National Chocolate Week? National Dessert Day? International Chocolate Day? National Doughnut Day? Look, we have all been there: if we can find a decent excuse to bite into a freshly made doughnut or into some indulgent chocolate (or both), then we’ll grab it with both hands.
You might need to wait until the weekend to experiment with this recipe as it takes the good part of half a day.
Makes 16 doughnuts
250 gr Strong bread flour plus more for dusting
40 gr milk
12 gr bread yeast
30 gr sugar
40 gr butter
2 whole eggs plus 1 egg yolk
Grated zest of 1 lime or ½ lemon
2 gr salt
Vegetable oil for frying
For the chocolate sauce:
50 gr milk chocolate
20 gr milk
First of all, ensure the area you work in is warm. If necessary, warm the oven and then switch it off. If the outside temperature is too low the dough will not rise enough. Same applies if there is a lot of moisture.
The butter needs to be at room temperature.
Activate the yeast in a little warm water for 10-15 minutes until it froths slightly.
In a bowl, mix the flour, eggs, yeast, sugar, lime zest and the butter. Mix thoroughly for 10 minutes.
Add the milk little by little: if the dough starts becoming too sticky don’t use all the milk. The texture should be smooth and elastic.
Cover the bowl with clingfilm and let the dough rise for at least 2 hours. If you don’t get a good rise in 2 hours, leave it for another hour.
Divide the dough into 16 balls (about the size of a tennis ball).
Let the dough balls rise on a baking tray covered with a floured cloth. Ensure there is enough space between the dough balls to allow for expansion. Cover with clingfilm and let them rise for another 1.5-2 hours.
Once the dough balls have risen, heat the vegetable oil in a deep pan. Test the temperature by dropping a little piece of dough: if it sizzles then the oil has the right temperature.

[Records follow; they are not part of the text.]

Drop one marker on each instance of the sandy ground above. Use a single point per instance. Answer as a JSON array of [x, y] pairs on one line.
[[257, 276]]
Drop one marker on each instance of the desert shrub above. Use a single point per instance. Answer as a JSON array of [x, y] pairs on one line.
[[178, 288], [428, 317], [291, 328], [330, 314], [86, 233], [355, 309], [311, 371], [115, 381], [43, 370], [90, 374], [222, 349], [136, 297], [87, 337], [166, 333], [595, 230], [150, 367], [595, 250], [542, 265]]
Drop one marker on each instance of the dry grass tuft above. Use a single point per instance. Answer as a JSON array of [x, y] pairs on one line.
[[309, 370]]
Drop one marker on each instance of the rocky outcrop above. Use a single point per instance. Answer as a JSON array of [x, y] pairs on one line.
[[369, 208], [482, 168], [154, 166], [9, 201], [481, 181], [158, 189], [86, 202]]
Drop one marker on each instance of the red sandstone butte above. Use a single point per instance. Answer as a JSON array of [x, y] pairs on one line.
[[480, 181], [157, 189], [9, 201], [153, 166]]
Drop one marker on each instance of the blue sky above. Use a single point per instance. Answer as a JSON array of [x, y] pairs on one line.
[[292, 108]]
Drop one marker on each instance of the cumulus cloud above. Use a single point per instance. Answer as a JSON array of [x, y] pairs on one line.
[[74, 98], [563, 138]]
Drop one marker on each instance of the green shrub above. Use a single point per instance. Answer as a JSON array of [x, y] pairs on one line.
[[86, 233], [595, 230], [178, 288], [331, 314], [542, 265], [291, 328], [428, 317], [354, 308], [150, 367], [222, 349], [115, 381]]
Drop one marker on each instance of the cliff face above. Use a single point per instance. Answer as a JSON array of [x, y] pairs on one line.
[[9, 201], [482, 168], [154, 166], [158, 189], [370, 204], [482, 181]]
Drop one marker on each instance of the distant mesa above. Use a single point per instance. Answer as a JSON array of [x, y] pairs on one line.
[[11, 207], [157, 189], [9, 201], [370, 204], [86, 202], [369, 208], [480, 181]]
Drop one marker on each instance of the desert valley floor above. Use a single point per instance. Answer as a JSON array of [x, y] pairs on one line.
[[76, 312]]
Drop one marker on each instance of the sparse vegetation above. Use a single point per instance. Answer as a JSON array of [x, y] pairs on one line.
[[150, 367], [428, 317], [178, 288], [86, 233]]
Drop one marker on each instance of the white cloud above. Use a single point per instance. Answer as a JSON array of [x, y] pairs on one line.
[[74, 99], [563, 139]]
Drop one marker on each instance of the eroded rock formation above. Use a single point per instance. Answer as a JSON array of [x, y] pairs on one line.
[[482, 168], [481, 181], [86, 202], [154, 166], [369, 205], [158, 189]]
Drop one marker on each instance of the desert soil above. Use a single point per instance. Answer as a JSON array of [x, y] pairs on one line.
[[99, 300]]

Drop not more than 3 dough balls at a time in the boiling hot oil. Cook on one side for 3 minutes, then on the other side. You will see that a lighter-coloured ring will appear in the middle. You don’t want to colour the doughnuts all the way through.
Be careful to cook the doughnuts through: they might still be raw in the middle if you take them out of the oil too soon. If they start getting too much colour but you think they may not be cooked through, take them out, leave them on a plate covered with kitchen paper for 2 minutes, then drop them in the oil again for another minute.
For the chocolate sauce, break the chocolate into small pieces in a bowl and add the milk. Place the bowl over a pan of simmering water for 5 minutes (or less, depending how quickly the chocolate melts). Take the bowl off the heat and stir the chocolate for 10 minutes to cool it down and allow it to become thicker and glossier.
Make a cut in the centre of the doughnuts and pour a little chocolate sauce on it.